Even on the calmest of days, the wind is blowing. It’s a fact those in the wind energy industry say people have a difficult time understanding.
Thousands of wind turbines around the country, including here in Maine, work to catch that wind and turn it into electricity that powers our homes, businesses and even some of our cars.
The brightest minds in the wind industry – among them, Sen. Angus King – are in town for a two-day American Wind Energy Association (AWEA) summit, discussing how to do wind better.
“This industry should take pride in the fact that you’re contributing to the resolution of a worldwide problem,” King told the group. ”Every now and then, I just want you to stop and think about the fact that you’re in a business that is very important for the future of this country.”
Senator King, sharing a YouTube video of the Greenland Ice Melt produced by NOAA, told the group that once the ice melts completely, “the oceans will rise 25 feet.”
“Phoenix, which has been averaging 110 degrees will grow hotter, and thousands upon thousands of refugees will be forced to move to North America Europe,” King said.
The senator called alternative energy critical pieces to saving the earth. “Fortunately, the technology in your industry, in solar, in electrical vehicles, in batteries and storage seems to be coming together at the right moment.”
And according to Peter Kelley, Vice President of Public Affairs for AWEA, it’s also coming in at a better price. “The cost has gone down so much that we’re now 66 percent cheaper than 6 years ago,” explained Kelley, “so people are just now catching up with the fact that this is not just good for the environment, it’s good for the economy.”
Wind has quickly become a mainstream source of power, bringing jobs to towns and creating careers that didn’t exist a quarter century ago. “The fastest growing job in the country is wind turbine technician and that means the young people can get a job back home rather than leave home for employment,” Kelley added.
And, according to experts, Maine plays a critical role in meeting clean energy goals of the region.
Due to the state’s geography and sheer land mass, Executive Director of Renewable Energy New England (RENEW) Francis Pullaro says it’s also superior to other New England states in generating both wind and solar energy. “Particularly Connecticut and Rhode Island have limited opportunities to build wind and solar on land because of their small size and big populations, so they’re really dependent on Maine as a resource for clean energy.”
One hurdle, they say, is convincing the public that though there are days without wind, the wind is always blowing at higher levels where the enormous turbine blades reach. The average turbine reaches 150 feet in height and the largest stretch over 400 feet, towering over treelines and dwarfing telephone polls below.
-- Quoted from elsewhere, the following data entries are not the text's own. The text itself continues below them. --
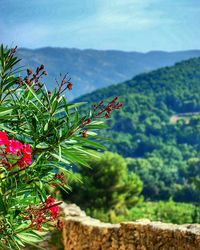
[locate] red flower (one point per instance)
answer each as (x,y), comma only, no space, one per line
(14,146)
(3,138)
(69,85)
(50,205)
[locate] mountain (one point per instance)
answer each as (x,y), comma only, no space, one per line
(162,150)
(92,69)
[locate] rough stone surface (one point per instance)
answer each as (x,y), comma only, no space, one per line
(84,233)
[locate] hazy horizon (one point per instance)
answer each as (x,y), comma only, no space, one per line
(125,25)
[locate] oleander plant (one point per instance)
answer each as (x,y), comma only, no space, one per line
(42,137)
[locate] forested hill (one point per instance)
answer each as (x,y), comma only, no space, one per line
(164,153)
(93,69)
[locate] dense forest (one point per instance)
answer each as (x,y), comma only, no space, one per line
(158,129)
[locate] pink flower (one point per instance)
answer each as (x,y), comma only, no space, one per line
(3,138)
(14,146)
(50,205)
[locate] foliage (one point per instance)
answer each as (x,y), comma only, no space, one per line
(49,136)
(106,185)
(158,127)
(164,211)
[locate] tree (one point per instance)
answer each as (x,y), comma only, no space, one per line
(107,184)
(41,136)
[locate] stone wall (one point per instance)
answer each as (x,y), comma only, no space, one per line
(82,232)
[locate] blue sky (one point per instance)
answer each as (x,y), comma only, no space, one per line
(130,25)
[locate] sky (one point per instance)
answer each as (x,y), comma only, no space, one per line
(128,25)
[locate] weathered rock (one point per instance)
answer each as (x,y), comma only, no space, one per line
(82,232)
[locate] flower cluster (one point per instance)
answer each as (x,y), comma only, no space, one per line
(105,111)
(43,213)
(13,153)
(33,77)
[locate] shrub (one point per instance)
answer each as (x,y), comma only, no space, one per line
(41,137)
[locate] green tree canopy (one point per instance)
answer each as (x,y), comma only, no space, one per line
(107,184)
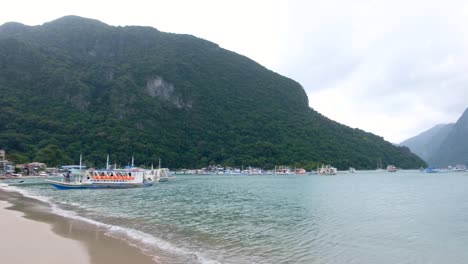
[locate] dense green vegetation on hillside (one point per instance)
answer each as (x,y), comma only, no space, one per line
(77,85)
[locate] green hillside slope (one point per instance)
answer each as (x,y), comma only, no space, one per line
(77,85)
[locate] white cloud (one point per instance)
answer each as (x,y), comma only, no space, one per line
(394,68)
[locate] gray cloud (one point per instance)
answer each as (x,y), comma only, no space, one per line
(394,68)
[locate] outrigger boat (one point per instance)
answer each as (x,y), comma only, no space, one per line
(130,177)
(117,179)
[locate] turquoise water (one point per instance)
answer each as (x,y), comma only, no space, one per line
(365,217)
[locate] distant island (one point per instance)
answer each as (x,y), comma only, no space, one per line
(78,86)
(443,145)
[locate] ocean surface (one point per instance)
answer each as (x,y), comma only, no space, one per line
(364,217)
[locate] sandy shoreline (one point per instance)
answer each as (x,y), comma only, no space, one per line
(30,233)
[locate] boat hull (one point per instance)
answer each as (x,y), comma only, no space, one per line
(98,185)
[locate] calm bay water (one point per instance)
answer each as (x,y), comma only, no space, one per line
(365,217)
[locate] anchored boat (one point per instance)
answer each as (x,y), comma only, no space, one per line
(117,179)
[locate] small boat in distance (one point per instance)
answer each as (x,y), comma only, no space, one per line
(328,170)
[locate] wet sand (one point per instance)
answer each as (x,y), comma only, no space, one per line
(31,233)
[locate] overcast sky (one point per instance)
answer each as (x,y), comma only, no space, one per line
(393,68)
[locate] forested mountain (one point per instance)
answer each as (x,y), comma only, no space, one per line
(77,85)
(442,145)
(454,148)
(426,144)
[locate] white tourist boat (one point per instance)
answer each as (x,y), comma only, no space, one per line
(80,178)
(96,179)
(328,170)
(392,168)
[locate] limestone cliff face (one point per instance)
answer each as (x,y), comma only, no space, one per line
(164,91)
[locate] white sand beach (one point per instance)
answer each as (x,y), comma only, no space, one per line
(27,241)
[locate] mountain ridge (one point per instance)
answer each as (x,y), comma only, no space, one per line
(75,86)
(444,144)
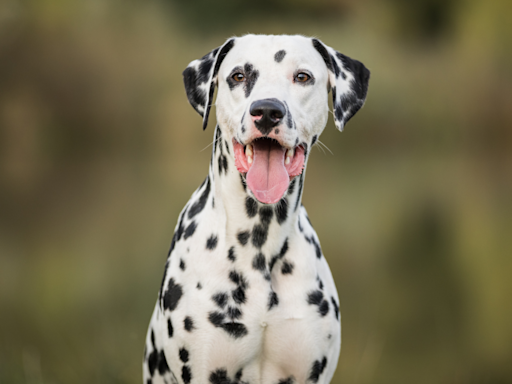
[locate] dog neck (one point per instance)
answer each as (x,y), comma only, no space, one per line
(241,218)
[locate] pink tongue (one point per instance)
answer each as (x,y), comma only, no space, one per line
(267,178)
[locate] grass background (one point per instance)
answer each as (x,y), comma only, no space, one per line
(99,151)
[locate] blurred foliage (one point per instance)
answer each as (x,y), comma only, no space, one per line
(99,151)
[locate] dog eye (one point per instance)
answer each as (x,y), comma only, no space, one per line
(238,77)
(302,77)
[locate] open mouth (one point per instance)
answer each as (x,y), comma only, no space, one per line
(268,166)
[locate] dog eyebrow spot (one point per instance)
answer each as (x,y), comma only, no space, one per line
(279,56)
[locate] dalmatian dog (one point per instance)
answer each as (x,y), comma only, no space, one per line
(247,296)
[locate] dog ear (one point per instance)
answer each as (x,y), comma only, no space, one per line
(348,79)
(200,78)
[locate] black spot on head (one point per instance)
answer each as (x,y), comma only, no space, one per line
(336,308)
(259,235)
(287,268)
(243,237)
(266,214)
(199,205)
(189,231)
(317,369)
(279,56)
(172,296)
(220,299)
(183,355)
(231,254)
(186,374)
(272,300)
(251,76)
(188,324)
(282,210)
(251,206)
(211,243)
(170,329)
(258,262)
Sen. King has a deep background in the wind industry. In 2007, he formed Independence Wind, a 22-turbine, 50-megawatt wind farm in Oxford County. He sold his share of the company when he ran for US Senate.
On Capitol Hill, King says he’s had to deal with an array of wind naysayers creatively. He developed a double-sided, laminated card he calls ‘Climate Change in a Nut Shell’. The card provides historical facts and graphs on CO2 in our atmosphere and temperatures through time. “What it is is just two pieces of data that convinced me and it’s a good way to convince people who are sort of saying, ‘well, the science is sort of unclear’ – his is just data.”
King says he has posted the card and information on his US Senate website. Before heading out of the summit, he told the energy leaders from the six New England states, “this industry should take pride in the fact that you’re contributing to the resolution of a worldwide problem.”
The American Wind Energy Association conference runs through Wednesday afternoon in South Portland.